Sunday, January 1, 2006
Selling Out by Selling Out / Mark Alburger
Sergei Prokofiev did it. Aaron Copland did it. Kurt Weill did it. Dmitri Shostakovich did it. Roger Waters and Pink Floyd did it. Philip Glass did it.
Selling out -- or so they were accused.
But simplifying or making more accessible one's style -- for whatever reason -- can not only lead to greater box office success. Sometimes it can lead to, heretically enough, creativity as good as or even better than that which proceeded.

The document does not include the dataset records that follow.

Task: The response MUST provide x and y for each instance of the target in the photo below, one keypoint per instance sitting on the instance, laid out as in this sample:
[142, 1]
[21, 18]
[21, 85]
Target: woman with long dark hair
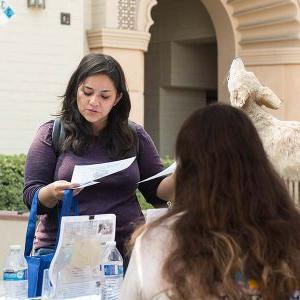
[233, 232]
[94, 116]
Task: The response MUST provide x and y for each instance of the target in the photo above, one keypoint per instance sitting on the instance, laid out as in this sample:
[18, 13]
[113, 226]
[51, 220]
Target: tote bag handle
[69, 203]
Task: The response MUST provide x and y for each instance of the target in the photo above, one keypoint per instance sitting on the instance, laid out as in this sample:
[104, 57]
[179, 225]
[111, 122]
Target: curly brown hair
[234, 213]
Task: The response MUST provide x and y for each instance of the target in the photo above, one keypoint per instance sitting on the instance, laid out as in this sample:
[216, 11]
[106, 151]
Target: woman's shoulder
[44, 133]
[140, 130]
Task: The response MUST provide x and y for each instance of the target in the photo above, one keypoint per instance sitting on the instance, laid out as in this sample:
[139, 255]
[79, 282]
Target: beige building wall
[38, 55]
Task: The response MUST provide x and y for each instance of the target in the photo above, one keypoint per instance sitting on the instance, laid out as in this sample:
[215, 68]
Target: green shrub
[11, 182]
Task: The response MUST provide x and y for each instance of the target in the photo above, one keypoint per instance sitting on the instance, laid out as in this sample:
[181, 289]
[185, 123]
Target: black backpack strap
[135, 136]
[58, 135]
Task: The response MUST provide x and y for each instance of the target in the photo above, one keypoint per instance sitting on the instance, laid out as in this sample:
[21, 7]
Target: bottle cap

Selling out by selling out.
That was the case again with the ever-controversial and popular Carmina Burana (Songs of Bueren -- original settings of sweets-of-sin texts by Medieval monks) given a blazingly inspiring reading by the San Francisco Symphony and Chorus, conducted by the energetic David Robertson, on November 9 at Davies. Carl Orff's Nazi-era masterwork was an immediate hit at its premiere and continues to be so, whether featured in television and movie spots, parsed in music literature classes, or performed with such enthusiasm and verve by present forces including the San Francisco Girls Chorus and Pacific Boychoir.
From the thunderous downbeat of the opening "O Fortuna" ("O Fortune") this was a performance that touched on old traditions and added new surprises. Baritone Christopher Maltman found the poignancy as well as the passion in his many solo turns, while tenor Richard Troxell made the most of his moment in "Olim lacus coleram" ("The Song of the Roasted Swan") complete with a flapping of wings and a turning on the spit. The lovely soprano Patricia Petibon negotiated her high notes with delicacy and found the right balance of sacred and profane. Indeed the assembled forces caught that holy eroticism that seems to pulsate through the work.
Yeah, yeah. No counterpoint and lots of percussion. But for those of us who like both Gregorian chant and rock 'n' roll -- what's not to like here, in what is arguably the most famous oratorio of the 20th-century? The San Francisco Symphony and Robertson made the most of every beautiful, colorful, and rhythmically urgent moment.
And what's not to like as well in Silvestre Revueltas's La Noche de los Mayas (The Night of the Mayas), a visceral film score arranged by Jose Ives Limantour (should he get a program credit along the lines of Maurice Ravel in the Modest Mussorgsky Pictures at an Exhibition?)? This is a work that can stand up to the winds of Carmina with its one-two punch of sonorous strings and indigenous percussion. There are times at concerts when one wonders about certain programming choices -- but not here. This was a perfect companion to Orff, through Mexican-inspired motifs, capped by a wild theme-and-variations that was a dance at the jungle gym -- a fever that somehow reflected Revueltas's own short life bedeviled by alcoholism, absent at 40.
Movie music sell-out? Hardly. Yet sure, why not? Being true to both oneself and the larger world can mean that the art reaches its true potential and public, even if you're a suspected Nazi or drunk.